DENVER (Reuters) — Two men from Wisconsin were identified as having died in a weekend avalanche that buried a skiing party atop an 11,000-foot mountain pass in Colorado, authorities said on Monday.

The bodies of Jarrard Law, 34, of Portage, and Justin Lentz, 32, of Sun Prairie, have been retrieved from the mountainside, the Lake County Office of Emergency Management said in a statement.

The pair were skiing with five other people — two from Wisconsin and three from Colorado — on the east side of Independence Pass near the town of Twin Lakes on Saturday when the group triggered the snow slide, the Colorado Avalanche Information Center said in its report on the incident.

Three of the other skiers were hospitalized and two were uninjured.

High winds and heavy snowfall has put much of the Colorado mountains in "an historic avalanche cycle," the avalanche center said in an advisory.

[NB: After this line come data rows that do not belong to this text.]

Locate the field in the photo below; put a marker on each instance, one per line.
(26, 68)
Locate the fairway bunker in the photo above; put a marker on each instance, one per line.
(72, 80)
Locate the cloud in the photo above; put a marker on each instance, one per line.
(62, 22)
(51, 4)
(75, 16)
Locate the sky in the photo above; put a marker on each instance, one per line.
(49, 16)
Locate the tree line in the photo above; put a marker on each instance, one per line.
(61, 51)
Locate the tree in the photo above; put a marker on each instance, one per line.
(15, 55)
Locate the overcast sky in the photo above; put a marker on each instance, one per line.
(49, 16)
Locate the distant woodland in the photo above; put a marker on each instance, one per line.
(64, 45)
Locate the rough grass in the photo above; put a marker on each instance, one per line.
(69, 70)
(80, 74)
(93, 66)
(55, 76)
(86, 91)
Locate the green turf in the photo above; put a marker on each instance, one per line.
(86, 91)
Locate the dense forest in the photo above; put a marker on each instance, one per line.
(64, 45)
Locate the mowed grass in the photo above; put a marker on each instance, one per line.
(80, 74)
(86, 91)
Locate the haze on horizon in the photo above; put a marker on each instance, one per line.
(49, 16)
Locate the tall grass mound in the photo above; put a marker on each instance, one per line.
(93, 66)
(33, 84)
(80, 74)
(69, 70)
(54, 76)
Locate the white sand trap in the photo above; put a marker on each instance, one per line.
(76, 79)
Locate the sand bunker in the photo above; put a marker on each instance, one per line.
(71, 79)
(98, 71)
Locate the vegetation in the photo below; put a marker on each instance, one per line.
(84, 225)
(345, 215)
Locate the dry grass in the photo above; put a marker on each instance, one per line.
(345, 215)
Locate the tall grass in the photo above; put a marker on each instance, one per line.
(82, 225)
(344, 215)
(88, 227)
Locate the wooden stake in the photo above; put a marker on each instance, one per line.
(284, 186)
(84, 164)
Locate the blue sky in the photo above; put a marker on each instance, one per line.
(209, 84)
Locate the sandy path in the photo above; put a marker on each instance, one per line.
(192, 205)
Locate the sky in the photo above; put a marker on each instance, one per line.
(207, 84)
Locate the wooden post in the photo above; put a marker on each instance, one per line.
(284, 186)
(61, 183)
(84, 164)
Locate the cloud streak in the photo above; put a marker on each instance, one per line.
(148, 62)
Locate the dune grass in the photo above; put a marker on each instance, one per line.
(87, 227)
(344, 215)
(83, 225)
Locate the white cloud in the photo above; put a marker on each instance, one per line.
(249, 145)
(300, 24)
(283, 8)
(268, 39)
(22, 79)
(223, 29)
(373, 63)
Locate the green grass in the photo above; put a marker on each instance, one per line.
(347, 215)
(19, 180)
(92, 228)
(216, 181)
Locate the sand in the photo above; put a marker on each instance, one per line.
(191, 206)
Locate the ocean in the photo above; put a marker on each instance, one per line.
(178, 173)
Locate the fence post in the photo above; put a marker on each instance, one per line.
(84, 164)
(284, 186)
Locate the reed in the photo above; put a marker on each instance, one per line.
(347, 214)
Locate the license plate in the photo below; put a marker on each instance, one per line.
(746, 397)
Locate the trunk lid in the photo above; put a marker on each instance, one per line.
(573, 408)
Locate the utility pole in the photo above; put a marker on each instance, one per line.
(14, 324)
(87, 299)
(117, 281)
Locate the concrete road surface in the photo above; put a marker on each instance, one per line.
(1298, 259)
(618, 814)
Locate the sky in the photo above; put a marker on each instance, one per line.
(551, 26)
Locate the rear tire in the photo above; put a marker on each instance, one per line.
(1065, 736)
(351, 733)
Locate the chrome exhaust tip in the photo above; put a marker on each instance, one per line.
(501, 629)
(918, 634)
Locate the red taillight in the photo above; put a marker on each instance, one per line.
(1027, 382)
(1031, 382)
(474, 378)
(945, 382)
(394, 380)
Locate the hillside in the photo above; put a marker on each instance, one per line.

The two men killed were equipped with avalanche beacons, which helped recovery teams locate their bodies, Lake County spokeswoman Susan Matthews said.

A snowmobiler died in a snow slide on Galena Summit in central Idaho on Sunday, bringing to 15 the number of people killed by avalanches in the United States this winter, all in western mountain states.

Over the last 10 winters, an average of 28 people has died in avalanches every year in the United States, according to the avalanche information center.